Source: CNN, June 19

A coalition of Republican delegates is mounting a last-ditch effort to block Donald Trump from obtaining the GOP nomination by pushing for a “conscience clause” that would allow delegates to vote against the presumptive nominee.

Kendal Unruh, a Colorado delegate, organized a call with dozens of other delegates Thursday night to discuss ways to block Trump at the convention. The group, Unruh says, marks the coalescing of disparate “pockets of resistance” – including backers of Sen. Ted Cruz, Sen. Marco Rubio and Ohio Gov. John Kasich – which had been opposing Trump with little success.


6 responses to “Anybody But Trump

  1. Changing a rule prospectively so that it applies to future campaigns is quite acceptable. But is it reasonable to expect a rule change to affect a current campaign merely because the result of its progress is not to the liking of party leaders? Rejecting the will of the majority of party members is hard to reconcile with democratic process. Is German history a true analogy?

    • Yes, after their respective coups Napoleon and Hitler changed the rules fundamentally. But one could argue that changing the rules of the convention along the lines suggested is a non-fundamental, miniature coup. Since ends justify means, I would argue — for once — that this can be justified.

  2. Henry Lotin

    Will not speculate on rebels success with Republican rules committee.
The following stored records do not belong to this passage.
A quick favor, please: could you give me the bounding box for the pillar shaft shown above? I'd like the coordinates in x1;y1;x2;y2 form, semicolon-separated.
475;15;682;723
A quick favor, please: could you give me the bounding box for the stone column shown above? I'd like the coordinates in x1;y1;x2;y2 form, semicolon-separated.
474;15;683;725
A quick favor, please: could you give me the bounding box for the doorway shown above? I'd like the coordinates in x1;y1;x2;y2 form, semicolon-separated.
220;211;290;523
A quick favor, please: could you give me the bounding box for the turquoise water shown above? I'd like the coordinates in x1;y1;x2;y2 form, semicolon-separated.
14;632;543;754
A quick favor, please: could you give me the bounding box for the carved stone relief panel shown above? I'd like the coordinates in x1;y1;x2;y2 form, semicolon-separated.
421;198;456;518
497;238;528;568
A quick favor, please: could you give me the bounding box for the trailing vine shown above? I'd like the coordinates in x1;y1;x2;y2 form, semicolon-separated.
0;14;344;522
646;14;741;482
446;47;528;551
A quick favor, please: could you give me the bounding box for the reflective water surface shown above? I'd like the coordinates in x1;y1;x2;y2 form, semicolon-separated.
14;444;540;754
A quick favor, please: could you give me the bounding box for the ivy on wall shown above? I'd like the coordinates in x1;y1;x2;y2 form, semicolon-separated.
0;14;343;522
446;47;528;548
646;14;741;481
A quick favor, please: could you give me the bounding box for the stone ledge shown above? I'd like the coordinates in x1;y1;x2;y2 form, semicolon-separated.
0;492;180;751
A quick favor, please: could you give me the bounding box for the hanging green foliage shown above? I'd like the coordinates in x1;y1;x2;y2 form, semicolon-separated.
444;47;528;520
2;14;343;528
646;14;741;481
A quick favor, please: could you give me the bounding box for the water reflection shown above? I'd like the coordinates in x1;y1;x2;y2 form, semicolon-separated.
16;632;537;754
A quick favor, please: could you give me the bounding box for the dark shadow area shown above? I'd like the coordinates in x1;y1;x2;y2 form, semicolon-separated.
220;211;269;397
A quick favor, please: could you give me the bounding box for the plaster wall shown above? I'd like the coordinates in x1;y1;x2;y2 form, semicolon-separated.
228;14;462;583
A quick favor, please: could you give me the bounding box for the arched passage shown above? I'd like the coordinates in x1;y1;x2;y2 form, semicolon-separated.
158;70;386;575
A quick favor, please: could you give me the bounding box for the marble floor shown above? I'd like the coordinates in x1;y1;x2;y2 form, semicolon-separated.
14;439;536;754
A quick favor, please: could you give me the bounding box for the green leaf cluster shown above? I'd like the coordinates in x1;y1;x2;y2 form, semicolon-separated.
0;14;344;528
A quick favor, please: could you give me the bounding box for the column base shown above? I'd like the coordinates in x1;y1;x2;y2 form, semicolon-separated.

However, success or not America’s second Civil War could start at Cleveland convention. Trump supporters anger may be misdirected and misplaced, but it is widespread and deep. We have reason to be fearful of echo of the Summer of 1968. Battle lines may be different, but Republican Party tearing itself apart could trigger wave of violence with grave political repercussions.

  3. Styra Avins

    Has anyone brought up the question of just how many Republican voters actually voted for Trump in the primaries? I believe it was far from a majority of registered Republicans because most people don’t bother to vote in a primary. 67% of a small number doesn’t tell the story it seems to tell —
    It seems to me that sitting around and letting Trump become the nominee on the basis of the delegate count particularly from the early primaries and caucuses is a mistake. The caucus system is flawed, the delegate system is flawed, and to have qualms over a feeling of fairness that Mr. Trump surely does not share himself, is also a mistake. It really is time for centrist Republicans to show some backbone and guts. They haven’t so far — hence the pickle they are in.
    Whatever the battles after 1968 were, I don’t think they will come close to our problems should Trump take the White House. Of course on the other hand, many people feel (and I’m one of them) that Cruz would be far worse …

    • Henry Lotin

      Reality that Primary voters represent a small share of Republican voters in Presidential campaigns is irrelevant. Tens of millions of angry Americans who view themselves as dis-enfranchised by the mainstream (voting in primary or not), will see a discredited Republican establishment — see as hypocrites and self interested elites — trying to deny their guy the nomination. While tens of millions of others see Trump as a demagogue who must be stopped at all costs. What will be left of American global leadership and credibility by the time Hillary inherits the mess. Getting to November scares me. The growing Republican divisions, barring scandal or other unforeseen disaster, make November result increasingly predictable. Likely retaking Senate and making House a lot more balanced.

  4. mike holliday

    Republicans, by inertia or design, have created this problem.
    They can just as easily solve it by inertia or design.
    At the presidential election they can stay home or vote Democrat.